John was born on October 16, 1858 in Chicago, Illinois, growing up with his parents in Chicago. In 1870, his father was tasked with being a commissioner to the Osage Indians. John, eleven, was invited to go along.

In 1936, John wrote of his trip to Kansas to see the Osage. He was invited to a footrace with an Indian boy a few years older than he:

I had always been a good runner, especially for short distances, so that when they gave the signal to start, I, being a little quicker than the Indian, got off first, and ran just as hard as I could, knowing I could keep it up for a hundred yards. [...] I kept ahead of him, but I heard him getting closer and closer, as we came near the finish. I felt sure if we had run twenty yards more he could have beaten me, but I got to the finish about five or six yards ahead of him, and there was great excitement among the Indians to think a white boy had beaten this Indian boy.

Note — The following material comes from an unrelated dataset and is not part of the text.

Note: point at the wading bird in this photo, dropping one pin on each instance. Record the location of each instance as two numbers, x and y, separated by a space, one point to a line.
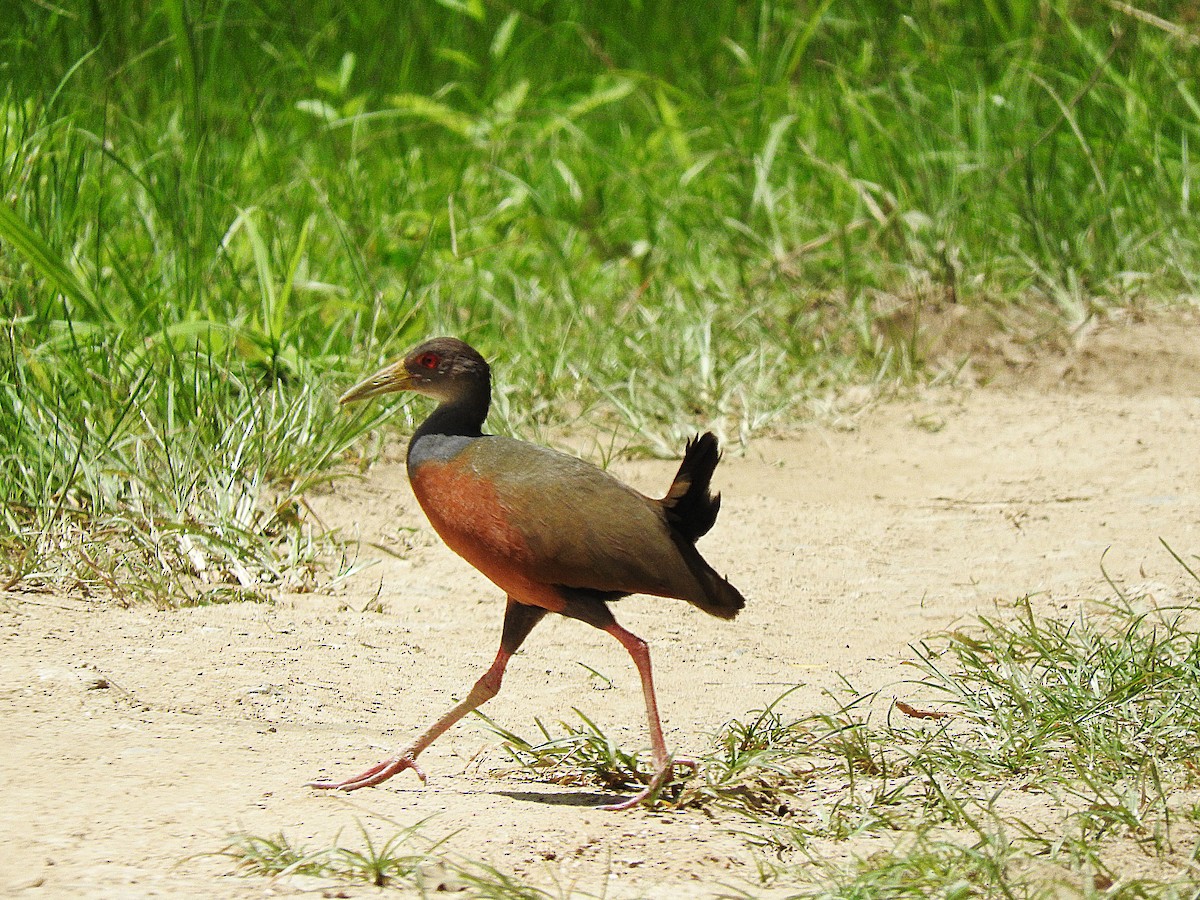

John attended Yale College at the same time as future president, William Howard Taft. This connection would come in handy later, during his time at XIT Ranch, which was owned by investors, including the Farwells.

John was also instrumental in another frontier dispute. When New Mexico Territory wrote its Constitution, it merely listed the description of the intended border, not the true one, with Texas. John contacted his old friend Taft and asked him to intervene. The XIT Ranch owned several thousand acres on the New Mexico-Texas border. Any shift would immediately result in a dispute over residency, taxes, and land ownership. The intervention worked, and a joint resolution of Congress passed on February 24, 1911.

Farwell died from a heart attack at his home in Lake Forest, Illinois on June 17, 1944, and was buried at Lake Forest Cemetery.